[IPython-dev] Some Thoughts on Notebook Security

Carl Smith carl.input at gmail.com
Fri Dec 14 01:34:07 EST 2012


Hi Brian

I think we're discussing different things altogether. The reason it
makes sense to distinguish between static views and everything else is
that static notebooks are not notebooks, they're just webpages. I know
you disagree with treating them differently when dealing with
security, but I know you're happy to hear other people's views too :)

> Most people running notebooks are just going to throw the notebook
> server up on a port and point people to it.  Many will not even create
> an actual domain, just use a raw IP address.  This will be true even
> when the notebook server gains multiuser capabilities.  I don't want
> to have to  tell people - to run the notebook server, you have to run
> servers on two separate domains with an infrastructure that allows
> those servers to work together.  We want the multiuser support to be
> as simply as:
>
> ipython notebook --multiuser ...
>
> on a single machine.

There wouldn't be two servers in that scenario. When a user wanted to
create a static view, IPython would save the notebook, run nbconvert
on it, producing HTML output, drop that into a template to create a
single HTML document with the images all embedded as base64 or SVG
literals and so on. That webpage can be passed around like any file
and viewed in any browser.

An (optional) hosting service, which would operate externally to any
of this, would be a simple server that could just host these static
views for people to look at, and people could easily embed them in
other webpages.

An (optional) web service with user accounts and the ability to share
actual notebooks and stuff like that, would never host user created
static views, or any user generated HTML, to prevent XSS attacks on
the main web service. It would instead use a hosting service to serve
notebooks from a different domain, and embed them wherever I wanted
them to appear, inside iframes.

> * When people want to create or view notebooks containing Javascript
> code, they have to go to a separate insecure domain.  This domain has
> to be completely sandboxed.

No one would create anything at the hosting domain, just post things
to it and view stuff from it. There's no sandbox at all. It's more or
less a file server.

The alternative, ripping out all the dangerous HTML, will likely
include removing all onhover, onload type events and any img tags, and
other stuff that makes requests to URLs on the user's behalf. It'll be
hard to get right.

Any plugin system, as I see it, can only provide generic code, so each
notebook that uses JS will contain some JS specific to that notebook
which will have to be checked by hand before it's trusted. You can't
just use common libraries, you need some unique code to put those
libraries to use, often fairly large and complex code. Maybe I don't
understand how this will work??

If we deal with static views of notebooks as just HTML documents, we
can deal with this side of things as a relatively simple, commonplace,
web security issue, and not have to take a baseball bat to user's
code.

Actual notebook files are a radically different thing, but these files
are not dangerous because they contain JS, they're dangerous because
they allow JS, Python and other code to forget the browser and execute
straight on the system. There's little point looking to web/browser
security on that front.

If the user knows a notebook file's JS is safe, by whatever means,
they still have to be very careful about the code cells, which can use
a range of languages, and IPython syntax, to make one thing look like
another. You only need to edit one character to make totally honest
code become deadly. I could register a GitHub username that's one
character different to a trusted one, then include a line in a
notebook that appears to grab a bit of handy code from the friendly
guys at IPython, but actually clones my repo. The obvious next two
lines are `cd newrepo` and `sudo python setup.py install`, where
setup.py is whatever I want it to be. They'll happily provide their
root password and it's all over.

Even if all notebooks have safe JS, it doesn't make them safe by a
long shot, and we can't sanitise code cells.
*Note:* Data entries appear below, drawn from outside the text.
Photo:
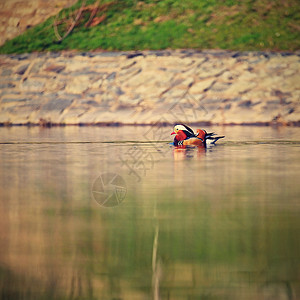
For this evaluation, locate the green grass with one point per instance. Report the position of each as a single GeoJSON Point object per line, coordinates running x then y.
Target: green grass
{"type": "Point", "coordinates": [161, 24]}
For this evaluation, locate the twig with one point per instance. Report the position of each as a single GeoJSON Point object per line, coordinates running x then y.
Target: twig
{"type": "Point", "coordinates": [94, 11]}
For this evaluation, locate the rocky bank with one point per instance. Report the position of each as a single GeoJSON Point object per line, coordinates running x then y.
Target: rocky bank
{"type": "Point", "coordinates": [150, 87]}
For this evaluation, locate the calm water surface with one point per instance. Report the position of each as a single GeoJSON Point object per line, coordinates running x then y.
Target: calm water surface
{"type": "Point", "coordinates": [118, 213]}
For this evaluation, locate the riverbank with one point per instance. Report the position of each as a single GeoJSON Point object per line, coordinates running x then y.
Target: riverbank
{"type": "Point", "coordinates": [150, 87]}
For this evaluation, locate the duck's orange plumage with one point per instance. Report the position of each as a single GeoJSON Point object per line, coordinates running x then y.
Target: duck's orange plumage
{"type": "Point", "coordinates": [185, 136]}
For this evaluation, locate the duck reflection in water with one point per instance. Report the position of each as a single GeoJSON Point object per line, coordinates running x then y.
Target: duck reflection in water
{"type": "Point", "coordinates": [188, 152]}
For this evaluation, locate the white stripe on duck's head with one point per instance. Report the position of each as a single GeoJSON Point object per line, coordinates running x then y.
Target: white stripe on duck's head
{"type": "Point", "coordinates": [187, 130]}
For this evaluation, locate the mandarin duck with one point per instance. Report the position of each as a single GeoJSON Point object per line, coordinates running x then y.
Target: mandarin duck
{"type": "Point", "coordinates": [186, 136]}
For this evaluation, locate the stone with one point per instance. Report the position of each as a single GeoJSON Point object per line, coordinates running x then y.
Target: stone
{"type": "Point", "coordinates": [58, 105]}
{"type": "Point", "coordinates": [78, 85]}
{"type": "Point", "coordinates": [33, 84]}
{"type": "Point", "coordinates": [7, 85]}
{"type": "Point", "coordinates": [15, 99]}
{"type": "Point", "coordinates": [55, 68]}
{"type": "Point", "coordinates": [201, 86]}
{"type": "Point", "coordinates": [22, 69]}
In any case, I think trust should be primarily based on people. If you
sent me some executable and told me to run it, I'd run it. At the end
of the day, you're Brain Granger; you don't go around sending people
malicious code (or at least, if you did, it'd be funny).
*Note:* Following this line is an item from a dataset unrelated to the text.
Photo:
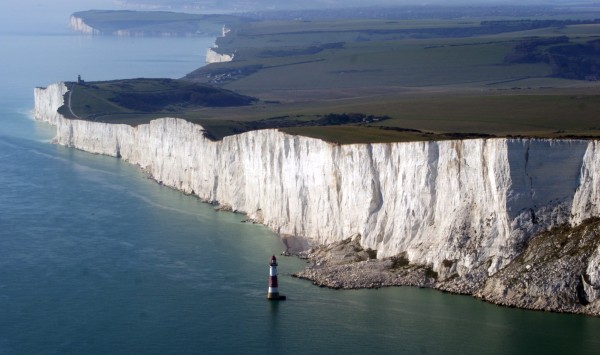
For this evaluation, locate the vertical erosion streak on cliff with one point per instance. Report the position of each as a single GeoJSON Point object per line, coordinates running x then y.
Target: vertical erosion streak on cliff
{"type": "Point", "coordinates": [376, 197]}
{"type": "Point", "coordinates": [586, 202]}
If I whitelist IPython's GitHub account as trustworthy, I should be
able to run any code from IPython's GitHub repos without any further
confirmation. It's from people that I trust. Whitelisting sources,
based on people and organisations, is more natural than whitelisting
plugins, which could always be hosted by trustworthy people anyway.

Security is not the same thing as trust, I know, but trust is another
key element in sharing code safely.

It's an open problem, and one we should be willing to clash over a
bit, so I hope you don't mind the rant. It's just after 6am here (up
with the kids) so excuse me if I'm a bit blunt. I need to go get
another cuppa.

P.S. All the best, and congratulations with securing funding. IPython
has a really exciting future, with or without JS in static views :)
I'm sure you'll have an awesome new year.